Minister for Labour
- In office 30 June 1991 – 22 April 1996
- Chief Minister: Hiteswar Saikia

Member of Assam Legislative Assembly
- In office 21 March 1978 - 19 May 2006
- Preceded by: Molia Tanti
- Succeeded by: Durga Bhumji
- Constituency: Doom Dooma

Personal details
- Born: 2 February 1944
- Died: 3 August 2022 (aged 78) Gauhati Medical College and Hospital, Assam, India
- Party: Indian National Congress (1978-2006)
- Other political affiliations: Nationalist Congress Party (2006)
- Spouse: Kamala Sawachi ​ ​(m. 1971, died)​
- Children: 3
- Parent(s): Tilak Tanti (father) Sonamoni Tanti (mother)
- Alma mater: Gauhati University

= Dileswar Tanti =

Indian politician

Dileswar Tanti (2 February 1944 – 3 August 2022) was an Indian politician from the state of Assam. He was elected to the Doom Dooma constituency 6 times and was a labour minister in the Hiteswar Saikia cabinet.

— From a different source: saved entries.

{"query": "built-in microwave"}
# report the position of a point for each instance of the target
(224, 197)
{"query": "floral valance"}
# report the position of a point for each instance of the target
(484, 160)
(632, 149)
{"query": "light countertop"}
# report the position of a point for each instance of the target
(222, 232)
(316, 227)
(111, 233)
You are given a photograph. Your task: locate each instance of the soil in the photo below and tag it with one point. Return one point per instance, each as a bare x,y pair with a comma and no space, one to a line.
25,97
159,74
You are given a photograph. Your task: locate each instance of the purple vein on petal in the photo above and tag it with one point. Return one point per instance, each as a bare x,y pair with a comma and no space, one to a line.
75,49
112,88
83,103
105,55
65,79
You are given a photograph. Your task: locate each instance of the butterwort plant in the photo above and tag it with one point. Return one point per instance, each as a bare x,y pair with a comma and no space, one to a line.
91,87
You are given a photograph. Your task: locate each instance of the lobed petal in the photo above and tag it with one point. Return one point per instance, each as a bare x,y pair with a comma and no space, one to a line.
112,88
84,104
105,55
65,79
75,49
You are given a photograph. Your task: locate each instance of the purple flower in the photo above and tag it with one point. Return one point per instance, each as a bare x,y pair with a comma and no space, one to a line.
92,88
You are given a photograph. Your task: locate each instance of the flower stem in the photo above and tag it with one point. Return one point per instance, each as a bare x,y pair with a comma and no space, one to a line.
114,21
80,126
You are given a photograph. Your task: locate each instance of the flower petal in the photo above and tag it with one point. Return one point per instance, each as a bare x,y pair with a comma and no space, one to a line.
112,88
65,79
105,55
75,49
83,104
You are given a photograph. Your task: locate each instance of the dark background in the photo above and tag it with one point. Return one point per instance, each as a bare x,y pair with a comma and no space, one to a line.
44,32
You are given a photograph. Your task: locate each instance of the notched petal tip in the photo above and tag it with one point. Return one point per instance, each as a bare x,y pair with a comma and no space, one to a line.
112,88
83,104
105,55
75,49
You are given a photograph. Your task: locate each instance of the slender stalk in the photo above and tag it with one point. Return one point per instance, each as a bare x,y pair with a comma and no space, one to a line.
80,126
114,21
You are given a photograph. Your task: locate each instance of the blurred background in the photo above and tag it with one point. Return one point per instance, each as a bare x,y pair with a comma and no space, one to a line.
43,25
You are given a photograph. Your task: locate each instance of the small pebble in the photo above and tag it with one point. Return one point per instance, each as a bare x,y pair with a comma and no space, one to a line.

== Early life and education ==
Tanti was born to Tilak Tani and Someswari Tanti on 2 February 1944. He had his early education in Diboi. After he received his MA in Economics at Gauhati University, he served as a lecturer at Sonari college from 1970 to 1971. He then served as Assistant Secretary of Assam Chah Mazdoor Sangha (ACMS), Doom Dooma Branch from 1971 to 1978.

== Political career ==
Tanti was the Indian National Congress candidate for Doom Dooma in the 1978 Assam Legislative Assembly election. He received 13023 votes, 39.2% of the total vote and defeated his nearest opponent by 4209 votes.

He sought reelection in the 1983 Assam Legislative Assembly election. He received 8531 votes, 72.19% of the total vote and was reelected.

He was again the Indian National Congress candidate for Doom Dooma in the 1985 Assam Legislative Assembly election. He received 22755 votes, 51.24% of the total vote and he defeated his nearest opponent by 11797 votes.

He was again the Indian National Congress candidate In the 1991 Assam Legislative Assembly election. He received 36679 votes, 68.95% of the total vote and he defeated his nearest opponent by 29687 votes. He was made labour minister in the Hiteswar Saikia cabinet.

He was again the Indian National Congress candidate for Doom Dooma in 1996. He received 40505 votes, 67.17% of the total vote, defeating his nearest opponent by 29960 votes.

Tanti was again the Congress candidate for Doom Dooma in 2001. He received 52846 votes, 77.93% of the total vote. He defeated his nearest opponent by 37878 votes.

Tanti did not receive the congress nomination in the 2006 Assam Legislative Assembly election and instead was the Nationalist Congress Party candidate. He received 17299 votes, coming third to Congress candidate Durga Bhumij, after serving as MLA for 28 years.

== Personal life and death ==
Tanti married Kamala Tanti (née) in 1971 and they had 3 children. His wife predeceased him.

Tanti published 3 books during his lifetime.

On 13 July 2022, Tanti was admitted to the Gauhati Medical College and Hospital after being seriously ill for the days prior due a blood haemorrhage. On 3 August 2022, Tanti died at the Gauhati Medical College and Hospital at the age of 78. He was survived by two daughters and a son. Several politicians paid tribute to him, including MLA Rupesh Gowala and former Union Minister Paban Singh Ghatowar.